I have been thus diffuse on his ancestry, because English satirists could not tell the truth on the subject—they were too swayed by the passion of the moment, and had to pander to the cravings of the mob. Take an example, from a broad sheet published in 1803, when our island was in deadly fear of invasion, a ‘History of Buonaparte.’ ‘Napoleon Buonaparte is the son of a poor lawyer of Ajaccio, in Corsica, in which city he was born on the 15th of August, 1769. His grandfather, Joseph, originally a butcher of the same place, was ennobled by Count Nieuhoff, some time King of Corsica. He was the son of Carlos Buona, who once kept a liquor shop, or tavern, but who, being convicted of robbery and murder, was condemned to the Gallies, where he died in 1724. His wife, La Birba, the mother of Joseph, died in the House of Correction at Geneva (? Genoa). On the 3rd May, 1736, when Porto Vecchio was attacked, Joseph Buona brought to the assistance of King Theodore a band of vagabonds which, during the civil war, had chosen him for its leader. In return, Theodore, on the following day, created him a noble, and added to his name Buona the termination Parté. Joseph Buonaparte’s wife Histria, was the daughter of a journeyman tanner of Bastia, also in Corsica.’

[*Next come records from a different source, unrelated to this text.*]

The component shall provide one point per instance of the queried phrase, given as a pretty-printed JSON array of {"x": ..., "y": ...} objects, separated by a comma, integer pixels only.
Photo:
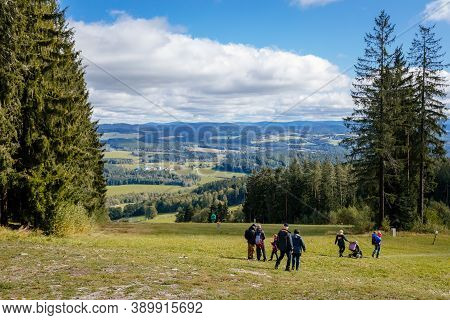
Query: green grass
[
  {"x": 209, "y": 175},
  {"x": 119, "y": 155},
  {"x": 143, "y": 188},
  {"x": 198, "y": 261},
  {"x": 160, "y": 218}
]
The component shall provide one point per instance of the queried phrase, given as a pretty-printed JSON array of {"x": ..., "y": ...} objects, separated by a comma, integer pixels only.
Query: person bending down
[{"x": 340, "y": 241}]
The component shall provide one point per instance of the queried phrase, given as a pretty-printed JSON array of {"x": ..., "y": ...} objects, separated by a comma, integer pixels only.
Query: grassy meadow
[
  {"x": 143, "y": 188},
  {"x": 159, "y": 259}
]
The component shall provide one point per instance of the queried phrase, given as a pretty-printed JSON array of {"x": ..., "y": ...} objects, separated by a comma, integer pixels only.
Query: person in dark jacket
[
  {"x": 250, "y": 235},
  {"x": 259, "y": 240},
  {"x": 274, "y": 247},
  {"x": 376, "y": 241},
  {"x": 298, "y": 245},
  {"x": 284, "y": 244},
  {"x": 340, "y": 241}
]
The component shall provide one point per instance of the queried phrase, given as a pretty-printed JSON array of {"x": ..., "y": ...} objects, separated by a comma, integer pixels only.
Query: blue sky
[{"x": 327, "y": 29}]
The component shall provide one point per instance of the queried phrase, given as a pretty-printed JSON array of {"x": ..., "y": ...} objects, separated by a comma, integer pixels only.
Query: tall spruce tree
[
  {"x": 426, "y": 58},
  {"x": 403, "y": 172},
  {"x": 10, "y": 84},
  {"x": 58, "y": 161},
  {"x": 370, "y": 122}
]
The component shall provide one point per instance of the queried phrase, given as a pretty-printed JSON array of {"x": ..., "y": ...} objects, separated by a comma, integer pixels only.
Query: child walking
[
  {"x": 259, "y": 239},
  {"x": 297, "y": 246},
  {"x": 340, "y": 241},
  {"x": 274, "y": 247}
]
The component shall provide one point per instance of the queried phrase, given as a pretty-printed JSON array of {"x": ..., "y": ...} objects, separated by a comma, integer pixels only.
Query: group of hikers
[{"x": 292, "y": 245}]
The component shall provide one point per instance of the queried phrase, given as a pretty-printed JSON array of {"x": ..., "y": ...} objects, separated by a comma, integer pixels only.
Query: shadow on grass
[{"x": 233, "y": 258}]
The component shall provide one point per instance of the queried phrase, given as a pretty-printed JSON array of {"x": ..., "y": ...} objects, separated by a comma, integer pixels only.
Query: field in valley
[{"x": 159, "y": 259}]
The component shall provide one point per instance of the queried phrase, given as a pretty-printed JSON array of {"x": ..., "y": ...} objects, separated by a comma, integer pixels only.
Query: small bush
[
  {"x": 237, "y": 216},
  {"x": 438, "y": 213},
  {"x": 360, "y": 218},
  {"x": 201, "y": 216},
  {"x": 70, "y": 219}
]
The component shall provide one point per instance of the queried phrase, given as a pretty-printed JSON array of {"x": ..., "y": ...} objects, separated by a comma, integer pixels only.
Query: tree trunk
[
  {"x": 381, "y": 190},
  {"x": 3, "y": 206},
  {"x": 422, "y": 140}
]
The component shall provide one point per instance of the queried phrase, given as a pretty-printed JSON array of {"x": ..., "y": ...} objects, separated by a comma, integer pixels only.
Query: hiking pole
[{"x": 435, "y": 235}]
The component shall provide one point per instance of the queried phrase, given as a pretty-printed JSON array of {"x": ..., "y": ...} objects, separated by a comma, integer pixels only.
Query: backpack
[
  {"x": 282, "y": 242},
  {"x": 247, "y": 234}
]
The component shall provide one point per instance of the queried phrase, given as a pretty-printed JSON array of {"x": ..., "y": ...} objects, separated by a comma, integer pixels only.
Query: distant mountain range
[{"x": 313, "y": 136}]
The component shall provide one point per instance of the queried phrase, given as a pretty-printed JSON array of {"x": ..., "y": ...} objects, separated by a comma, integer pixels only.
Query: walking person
[
  {"x": 259, "y": 240},
  {"x": 284, "y": 244},
  {"x": 274, "y": 248},
  {"x": 298, "y": 245},
  {"x": 340, "y": 241},
  {"x": 376, "y": 241},
  {"x": 250, "y": 235}
]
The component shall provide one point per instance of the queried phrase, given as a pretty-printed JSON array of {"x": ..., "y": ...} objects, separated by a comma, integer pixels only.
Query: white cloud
[
  {"x": 311, "y": 3},
  {"x": 198, "y": 79},
  {"x": 438, "y": 10}
]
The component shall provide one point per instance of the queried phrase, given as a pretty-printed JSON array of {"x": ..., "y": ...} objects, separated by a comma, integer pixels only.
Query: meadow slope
[{"x": 146, "y": 260}]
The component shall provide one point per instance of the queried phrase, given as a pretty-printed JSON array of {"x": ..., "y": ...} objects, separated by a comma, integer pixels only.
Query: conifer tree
[
  {"x": 57, "y": 161},
  {"x": 370, "y": 123},
  {"x": 402, "y": 174},
  {"x": 426, "y": 58},
  {"x": 10, "y": 84}
]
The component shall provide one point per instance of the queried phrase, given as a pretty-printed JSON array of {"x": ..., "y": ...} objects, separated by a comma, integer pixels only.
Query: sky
[{"x": 233, "y": 60}]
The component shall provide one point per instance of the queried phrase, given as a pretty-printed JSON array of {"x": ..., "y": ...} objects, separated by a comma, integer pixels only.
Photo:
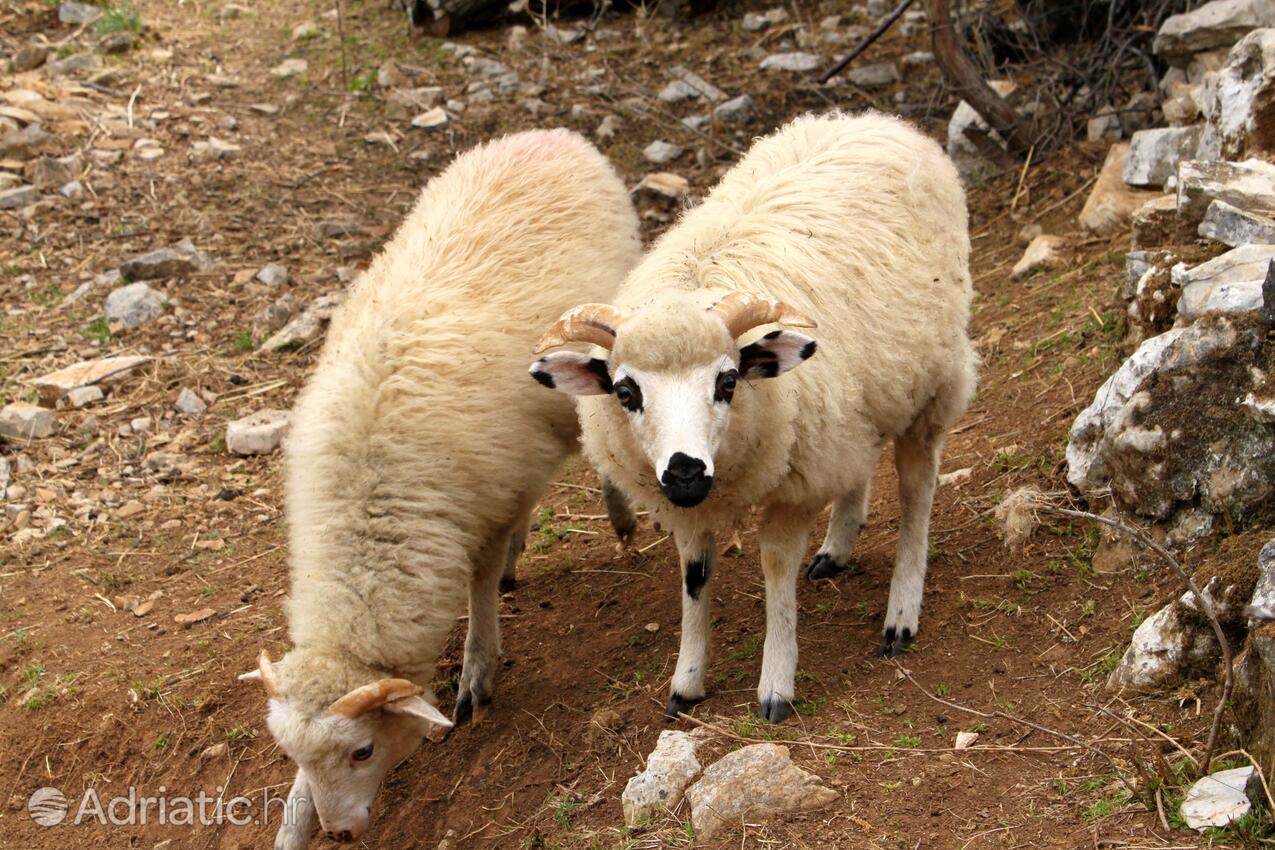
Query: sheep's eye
[
  {"x": 726, "y": 386},
  {"x": 627, "y": 394}
]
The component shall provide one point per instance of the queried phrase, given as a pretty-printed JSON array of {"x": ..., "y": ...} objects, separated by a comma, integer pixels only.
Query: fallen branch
[
  {"x": 863, "y": 45},
  {"x": 1202, "y": 600}
]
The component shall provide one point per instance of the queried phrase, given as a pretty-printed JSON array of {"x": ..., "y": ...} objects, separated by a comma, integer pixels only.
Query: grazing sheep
[
  {"x": 858, "y": 222},
  {"x": 415, "y": 459}
]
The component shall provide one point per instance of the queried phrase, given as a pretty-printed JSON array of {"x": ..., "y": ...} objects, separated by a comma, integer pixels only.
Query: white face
[
  {"x": 680, "y": 419},
  {"x": 344, "y": 760}
]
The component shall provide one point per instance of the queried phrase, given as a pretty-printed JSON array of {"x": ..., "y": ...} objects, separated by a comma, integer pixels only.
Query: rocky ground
[{"x": 185, "y": 191}]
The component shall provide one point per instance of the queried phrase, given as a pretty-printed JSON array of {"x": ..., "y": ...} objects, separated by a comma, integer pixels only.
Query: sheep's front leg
[
  {"x": 298, "y": 817},
  {"x": 494, "y": 567},
  {"x": 783, "y": 543},
  {"x": 916, "y": 459},
  {"x": 695, "y": 551}
]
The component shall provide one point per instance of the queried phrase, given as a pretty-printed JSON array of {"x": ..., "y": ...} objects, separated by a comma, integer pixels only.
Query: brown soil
[{"x": 97, "y": 697}]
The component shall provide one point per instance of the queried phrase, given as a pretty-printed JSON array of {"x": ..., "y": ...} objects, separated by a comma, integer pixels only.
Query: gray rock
[
  {"x": 1154, "y": 154},
  {"x": 306, "y": 326},
  {"x": 970, "y": 162},
  {"x": 78, "y": 13},
  {"x": 273, "y": 274},
  {"x": 874, "y": 75},
  {"x": 796, "y": 63},
  {"x": 18, "y": 198},
  {"x": 189, "y": 402},
  {"x": 662, "y": 152},
  {"x": 29, "y": 57},
  {"x": 658, "y": 789},
  {"x": 737, "y": 110},
  {"x": 84, "y": 395},
  {"x": 1227, "y": 283},
  {"x": 1220, "y": 799},
  {"x": 1236, "y": 101},
  {"x": 1234, "y": 227},
  {"x": 258, "y": 433},
  {"x": 1219, "y": 23},
  {"x": 1137, "y": 445},
  {"x": 175, "y": 261},
  {"x": 133, "y": 305},
  {"x": 26, "y": 421},
  {"x": 751, "y": 784},
  {"x": 1248, "y": 185},
  {"x": 24, "y": 143}
]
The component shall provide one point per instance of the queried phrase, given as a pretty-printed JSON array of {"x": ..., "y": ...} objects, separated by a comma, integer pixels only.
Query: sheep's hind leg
[
  {"x": 843, "y": 532},
  {"x": 492, "y": 570},
  {"x": 783, "y": 543},
  {"x": 695, "y": 552},
  {"x": 916, "y": 458}
]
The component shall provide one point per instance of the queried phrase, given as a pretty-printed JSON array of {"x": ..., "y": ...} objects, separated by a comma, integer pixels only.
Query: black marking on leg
[
  {"x": 824, "y": 566},
  {"x": 775, "y": 710},
  {"x": 698, "y": 572},
  {"x": 677, "y": 704},
  {"x": 896, "y": 642}
]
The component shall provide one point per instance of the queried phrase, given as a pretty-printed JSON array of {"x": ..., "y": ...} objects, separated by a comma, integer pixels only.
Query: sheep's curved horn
[
  {"x": 264, "y": 673},
  {"x": 593, "y": 324},
  {"x": 362, "y": 700},
  {"x": 742, "y": 311}
]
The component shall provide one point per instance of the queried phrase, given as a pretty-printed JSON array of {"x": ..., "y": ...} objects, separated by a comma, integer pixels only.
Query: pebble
[{"x": 662, "y": 152}]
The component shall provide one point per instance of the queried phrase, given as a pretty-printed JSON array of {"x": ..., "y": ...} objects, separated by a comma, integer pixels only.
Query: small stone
[
  {"x": 84, "y": 395},
  {"x": 258, "y": 433},
  {"x": 435, "y": 117},
  {"x": 1234, "y": 227},
  {"x": 1041, "y": 254},
  {"x": 18, "y": 198},
  {"x": 273, "y": 274},
  {"x": 796, "y": 63},
  {"x": 737, "y": 110},
  {"x": 750, "y": 784},
  {"x": 189, "y": 402},
  {"x": 78, "y": 13},
  {"x": 29, "y": 57},
  {"x": 662, "y": 152},
  {"x": 290, "y": 68},
  {"x": 26, "y": 421},
  {"x": 194, "y": 617},
  {"x": 133, "y": 305},
  {"x": 1219, "y": 799},
  {"x": 1154, "y": 154},
  {"x": 663, "y": 186},
  {"x": 670, "y": 769},
  {"x": 874, "y": 75}
]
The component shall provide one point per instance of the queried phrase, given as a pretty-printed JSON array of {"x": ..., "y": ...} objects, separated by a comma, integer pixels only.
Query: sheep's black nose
[{"x": 685, "y": 482}]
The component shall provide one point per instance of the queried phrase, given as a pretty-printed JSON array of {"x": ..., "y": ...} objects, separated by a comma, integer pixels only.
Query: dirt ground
[{"x": 94, "y": 696}]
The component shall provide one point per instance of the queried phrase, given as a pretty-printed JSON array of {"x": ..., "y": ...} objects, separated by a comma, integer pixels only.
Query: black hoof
[
  {"x": 677, "y": 704},
  {"x": 466, "y": 706},
  {"x": 895, "y": 644},
  {"x": 824, "y": 567},
  {"x": 775, "y": 710}
]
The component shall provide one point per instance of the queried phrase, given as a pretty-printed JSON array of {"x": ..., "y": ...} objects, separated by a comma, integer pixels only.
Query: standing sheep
[
  {"x": 858, "y": 222},
  {"x": 415, "y": 459}
]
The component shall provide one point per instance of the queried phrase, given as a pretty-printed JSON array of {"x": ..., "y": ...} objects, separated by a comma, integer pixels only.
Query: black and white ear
[
  {"x": 775, "y": 353},
  {"x": 573, "y": 374}
]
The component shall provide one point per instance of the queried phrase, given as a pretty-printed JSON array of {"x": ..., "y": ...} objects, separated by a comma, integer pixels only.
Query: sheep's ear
[
  {"x": 775, "y": 353},
  {"x": 422, "y": 709},
  {"x": 573, "y": 374}
]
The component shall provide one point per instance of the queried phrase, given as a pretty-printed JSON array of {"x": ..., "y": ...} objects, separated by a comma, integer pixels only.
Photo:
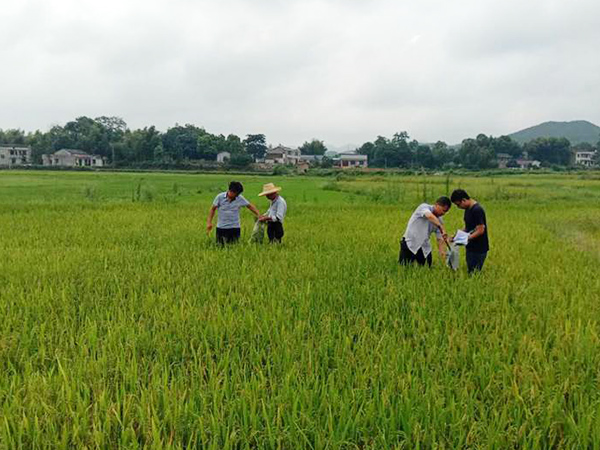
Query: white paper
[{"x": 461, "y": 238}]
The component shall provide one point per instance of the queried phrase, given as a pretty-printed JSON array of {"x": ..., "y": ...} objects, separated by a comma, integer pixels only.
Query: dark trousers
[
  {"x": 227, "y": 235},
  {"x": 407, "y": 257},
  {"x": 475, "y": 261},
  {"x": 275, "y": 231}
]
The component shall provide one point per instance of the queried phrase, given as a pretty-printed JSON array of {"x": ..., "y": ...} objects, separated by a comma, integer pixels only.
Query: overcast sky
[{"x": 343, "y": 71}]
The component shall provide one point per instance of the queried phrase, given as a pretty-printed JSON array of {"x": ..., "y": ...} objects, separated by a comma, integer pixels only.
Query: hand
[{"x": 444, "y": 234}]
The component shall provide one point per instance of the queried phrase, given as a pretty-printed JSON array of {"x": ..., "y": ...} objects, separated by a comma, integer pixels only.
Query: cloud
[{"x": 342, "y": 71}]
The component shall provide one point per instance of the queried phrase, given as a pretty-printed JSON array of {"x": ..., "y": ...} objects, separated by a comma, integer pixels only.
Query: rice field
[{"x": 122, "y": 324}]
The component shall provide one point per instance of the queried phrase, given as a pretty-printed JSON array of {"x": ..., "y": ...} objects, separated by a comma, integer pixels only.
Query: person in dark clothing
[{"x": 476, "y": 226}]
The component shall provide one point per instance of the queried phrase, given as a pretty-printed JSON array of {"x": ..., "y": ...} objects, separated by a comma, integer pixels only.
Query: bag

And yet one more, from another equally veracious ‘life.’ ‘Buonaparte’s great-grandfather kept a wine-house for factors (like our gin shops), and, being convicted of murder and robbery, he died a galley slave at Genoa, in 1724: his wife was likewise an accomplice, and she died in the House of Correction at Genoa in 1734. His grandfather was a butcher of Ajaccio, and his grandmother daughter of a journeyman tanner at Bastia. His father was a low petty-fogging lawyer, who served and betrayed his country by turns, during the Civil Wars. After France conquered Corsica, he was a spy to the French Government, and his mother their trull. What is bred in the bone will not come out of the flesh.’